Keterbatasan kedua secara langsung terkait dengan tujuan utama penelitian. Untuk mengatasi keterbatasan ketersediaan laporan formal dari UKM, penelitian ini mengusulkan metode penilaian GIC yang secara eksklusif didasarkan pada informasi daring yang dapat diakses publik. Meskipun strategi ini memberikan wawasan yang berharga, namun juga menimbulkan potensi bias, seperti pengungkapan yang tidak lengkap atau dikurasi secara strategis yang dapat meremehkan atau salah menggambarkan GIC perusahaan.
Keterbatasan lebih lanjut berasal dari desain penelitian yang bersifat cross-sectional, dikombinasikan dengan kategorisasi biner variabel-variabel utama (EC, INC, dan EP). “Desain minimalis” ini—yang diadopsi untuk memungkinkan perbandingan yang lebih eksplisit di antara kelompok UKM dan untuk memverifikasi validitas konstruk dari ukuran GIC yang diusulkan—secara tak terelakkan mengurangi granularitas temuan, sehingga membatasi kapasitas penelitian untuk membuat inferensi kausal.
Terakhir, meskipun penyelidikan UKM di sektor energi menawarkan konteks yang menonjol—mengingat tekanan dekarbonisasi di domain ini sangat kuat—perlu kehati-hatian saat memperluas hasil ke sektor industri atau wilayah geografis lain. Perbedaan dalam kerangka regulasi, tuntutan kelembagaan, dan struktur pasar dapat membentuk jalur yang berbeda untuk pengembangan dan dampak GIC.
Studi mendatang tentu harus mengatasi keterbatasan ini.

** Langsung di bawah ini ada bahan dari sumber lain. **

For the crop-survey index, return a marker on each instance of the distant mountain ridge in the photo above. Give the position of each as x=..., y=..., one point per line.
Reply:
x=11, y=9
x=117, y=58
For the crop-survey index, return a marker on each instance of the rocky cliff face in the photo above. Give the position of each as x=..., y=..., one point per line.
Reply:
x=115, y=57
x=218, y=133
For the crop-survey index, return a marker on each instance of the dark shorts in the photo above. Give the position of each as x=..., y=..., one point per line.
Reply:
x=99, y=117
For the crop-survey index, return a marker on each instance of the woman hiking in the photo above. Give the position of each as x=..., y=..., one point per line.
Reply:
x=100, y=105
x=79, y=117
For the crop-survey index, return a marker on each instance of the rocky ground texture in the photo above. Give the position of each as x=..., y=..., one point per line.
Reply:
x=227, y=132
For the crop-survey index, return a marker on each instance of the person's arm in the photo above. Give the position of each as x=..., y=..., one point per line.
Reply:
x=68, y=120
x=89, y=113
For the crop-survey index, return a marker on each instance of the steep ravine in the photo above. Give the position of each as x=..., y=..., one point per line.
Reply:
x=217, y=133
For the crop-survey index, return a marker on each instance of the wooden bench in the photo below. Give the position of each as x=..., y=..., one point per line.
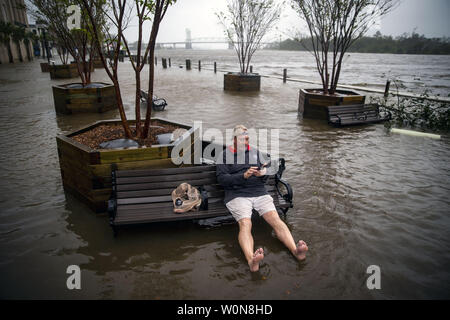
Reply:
x=144, y=196
x=356, y=114
x=159, y=104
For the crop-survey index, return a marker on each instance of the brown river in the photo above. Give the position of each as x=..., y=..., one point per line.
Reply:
x=362, y=196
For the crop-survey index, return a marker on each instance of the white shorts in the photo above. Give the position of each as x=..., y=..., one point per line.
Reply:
x=241, y=207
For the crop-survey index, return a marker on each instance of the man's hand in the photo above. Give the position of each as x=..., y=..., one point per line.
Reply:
x=251, y=171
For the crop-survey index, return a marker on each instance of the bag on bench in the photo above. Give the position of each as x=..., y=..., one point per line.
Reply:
x=186, y=198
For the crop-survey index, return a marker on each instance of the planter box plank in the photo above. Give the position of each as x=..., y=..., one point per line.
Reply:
x=71, y=100
x=104, y=170
x=86, y=173
x=113, y=156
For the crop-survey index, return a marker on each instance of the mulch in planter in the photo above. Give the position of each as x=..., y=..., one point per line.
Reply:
x=107, y=132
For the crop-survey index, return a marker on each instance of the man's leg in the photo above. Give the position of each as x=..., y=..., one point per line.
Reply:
x=246, y=242
x=285, y=236
x=241, y=210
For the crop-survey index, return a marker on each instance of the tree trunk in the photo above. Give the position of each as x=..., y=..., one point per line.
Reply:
x=123, y=116
x=19, y=49
x=10, y=56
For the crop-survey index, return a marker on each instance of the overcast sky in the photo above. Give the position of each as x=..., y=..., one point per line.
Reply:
x=428, y=17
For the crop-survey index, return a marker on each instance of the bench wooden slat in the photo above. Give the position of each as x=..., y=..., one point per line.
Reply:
x=213, y=191
x=164, y=172
x=152, y=207
x=178, y=177
x=167, y=214
x=143, y=196
x=354, y=114
x=168, y=184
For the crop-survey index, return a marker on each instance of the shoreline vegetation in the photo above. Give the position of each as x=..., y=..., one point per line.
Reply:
x=405, y=44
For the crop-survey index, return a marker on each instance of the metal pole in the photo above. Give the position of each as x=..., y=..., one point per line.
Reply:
x=386, y=90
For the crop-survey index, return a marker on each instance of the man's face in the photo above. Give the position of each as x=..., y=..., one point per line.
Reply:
x=241, y=142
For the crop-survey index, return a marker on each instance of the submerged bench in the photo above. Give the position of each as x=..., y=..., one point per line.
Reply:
x=144, y=196
x=158, y=103
x=356, y=114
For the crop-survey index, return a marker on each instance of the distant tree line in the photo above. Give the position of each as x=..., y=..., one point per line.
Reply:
x=404, y=44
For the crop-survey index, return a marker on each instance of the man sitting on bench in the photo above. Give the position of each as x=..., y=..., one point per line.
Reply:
x=242, y=181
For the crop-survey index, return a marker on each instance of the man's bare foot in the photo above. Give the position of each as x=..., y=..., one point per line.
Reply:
x=300, y=251
x=254, y=262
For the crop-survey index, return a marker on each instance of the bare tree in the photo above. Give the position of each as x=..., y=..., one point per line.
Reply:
x=246, y=23
x=119, y=14
x=334, y=25
x=77, y=41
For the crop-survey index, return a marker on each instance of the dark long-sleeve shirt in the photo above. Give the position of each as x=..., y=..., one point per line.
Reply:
x=230, y=174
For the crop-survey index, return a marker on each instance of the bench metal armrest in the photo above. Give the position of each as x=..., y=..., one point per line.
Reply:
x=337, y=116
x=281, y=168
x=112, y=206
x=286, y=196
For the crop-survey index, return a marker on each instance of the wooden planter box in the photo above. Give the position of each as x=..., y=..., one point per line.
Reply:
x=86, y=172
x=45, y=67
x=313, y=105
x=79, y=100
x=234, y=81
x=63, y=71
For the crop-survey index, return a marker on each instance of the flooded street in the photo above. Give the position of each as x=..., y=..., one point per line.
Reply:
x=362, y=196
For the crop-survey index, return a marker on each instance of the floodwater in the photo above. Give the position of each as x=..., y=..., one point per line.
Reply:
x=362, y=197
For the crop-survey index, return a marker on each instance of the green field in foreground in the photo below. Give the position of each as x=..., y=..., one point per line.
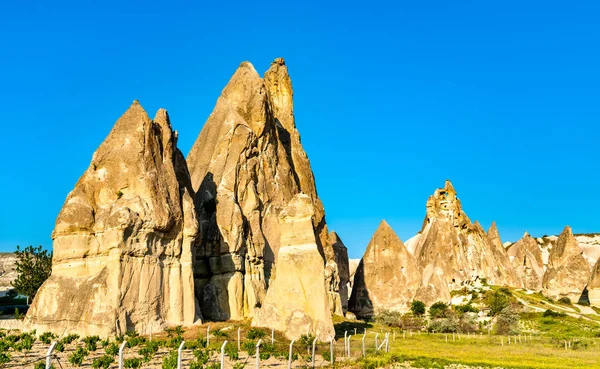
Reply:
x=431, y=350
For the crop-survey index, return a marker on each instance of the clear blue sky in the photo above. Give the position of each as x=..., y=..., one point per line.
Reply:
x=501, y=97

Pertama, sejalan dengan konseptualisasi awal Chen, komponen modal relasional harus diintegrasikan ke dalam kerangka kerja, yang memungkinkan pandangan yang lebih komprehensif tentang bagaimana pengetahuan terkait keberlanjutan dan jaringan relasional memengaruhi kinerja perusahaan dan INC. Kedua, untuk mengatasi potensi bias yang berasal dari penggunaan pengungkapan daring yang strategis oleh perusahaan, ukuran GIC yang diperoleh dari metode yang diusulkan akan dibandingkan dengan yang diperoleh melalui teknik survei atau berbasis laporan tradisional, dengan demikian mengidentifikasi setiap perbedaan dalam hasil yang dihasilkan oleh kedua pendekatan tersebut. Ketiga, untuk lebih jauh memeriksa jalur kausal yang menghubungkan GIC dan variabel studi, penelitian yang sedang berlangsung membahas kendala yang diperkenalkan oleh dikotomi EC, INC, dan EP. Dengan menggunakan skala pengukuran yang lebih halus, studi ini akan menggunakan model mediasi serial untuk menguji pengaruh positif EC pada GIC, diikuti oleh dampak positif GIC pada inovasi dan EP.
Terakhir, penelitian mendatang akan memperluas metodologi yang diusulkan ke sektor bisnis lain, termasuk UKM dan perusahaan besar. Ini akan membantu memvalidasi ukuran GIC dalam konteks di mana literatur IC sudah lama ada, seperti sektor manufaktur dan TI. Selain itu, perbandingan antara UKM dan perusahaan besar, atau antara industri yang sangat diatur dan kurang diatur, akan menjelaskan bagaimana faktor kontekstual yang berbeda memengaruhi dampak GIC pada kinerja organisasi.